Ambas vimos el vestido cuando mi mamá lo presentó, menos de una hora después. “Parece que alguien lo planchó”, dijo frunciendo el ceño. Pero pregunté: “¿Quién se comportaría así?”.
Mi madre era la única que había estado en casa últimamente; Jason, el mejor amigo de Adam, era el único visitante. Por otro lado, su motivación no estaba clara…
Mi mamá propuso que viéramos las imágenes de vigilancia.
En el momento en que presioné reproducir el video, mi pulso se aceleró y sentí escalofríos en la columna.
Mi prometido Adam entró tranquilamente en la habitación de invitados blandiendo una plancha. La sacó de su estuche y me quemó la ropa a propósito.
Asustada, tiré el teléfono. ¿Qué podría haberlo motivado a actuar así?, pregunté en voz baja.
Esperé en la sala de estar a que Adam regresara más tarde, con la prenda sucia extendida entre nosotros.
“Puedo explicarlo—”, dijo Jenna.
¿Puedes decirme qué hiciste para arruinar mi vestido de novia? ¿Cómo me engañaste? Mi furia era tan grande que me tembló la voz al interrumpirte.

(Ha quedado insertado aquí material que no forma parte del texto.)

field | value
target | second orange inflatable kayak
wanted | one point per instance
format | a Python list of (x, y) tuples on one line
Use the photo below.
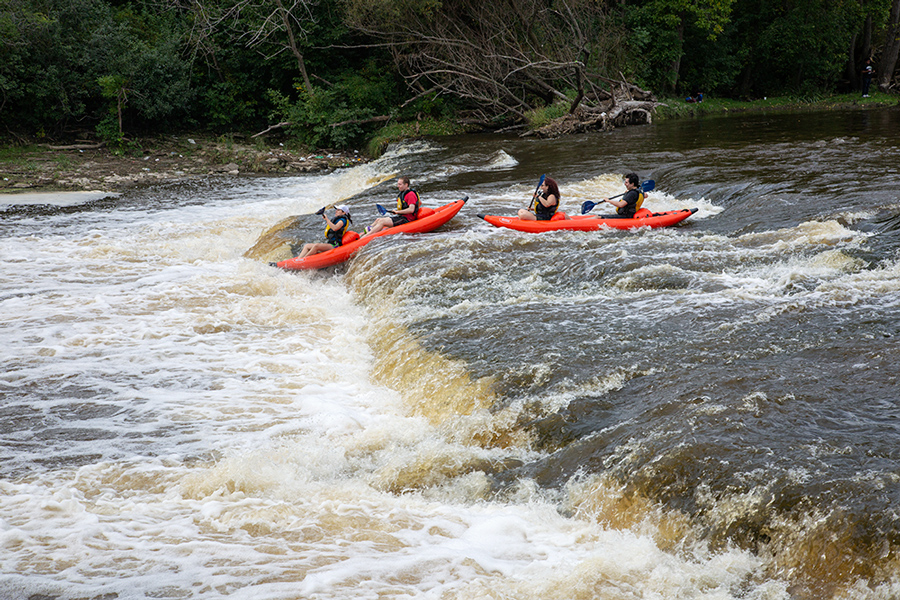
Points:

—Lo que piensas está mal —murmuró—. Lo que Jason me contó… tiene que ver con la relación entre tú y tu expareja. Insinuó que estabas pasando por incertidumbres y que lo estabas volviendo a visitar.
Sorprendentemente, mi ira empezó a desbordarse con solo mirarlo. ¿Quién eras tú para confiar en él? ¿De verdad creías que te engañaría después de todo lo que hemos pasado? ¿Así que destrozaste mi ropa como prueba?
Maldita sea, la cara de Adam era un río de lágrimas. Te pido disculpas, Jenna. Tengo la mente completamente nublada. Bueno, podemos resolver esto…
“Una prenda nueva no solucionará esto”, dije con tono clínico. Me engañaste. No habrá boda.
Adán y el futuro que habíamos imaginado fueron abandonados cuando partí.
La ira sustituyó a la tristeza cuando pasó el impacto inicial. Estaba enojada no solo con Adam, sino también con Jason, quien había usado sus habilidades de manipulación para arruinar nuestra relación. No se saldría con la suya si yo lo permitía.
Descubrí justo lo que buscaba tras días de investigación. Habían pasado meses desde que Jason le había sido infiel a Sophie. Le di a Sophie todo de forma anónima, incluyendo fechas, lugares e imágenes que la incriminaran.
Tuvo un efecto devastador. Los amigos de Sophie y Jason se pusieron de parte de ella cuando ella lo rechazó públicamente. Aislado y humillado, su reputación se desmoronó en cuestión de días.
Vi a Adam en una cafetería unas semanas después.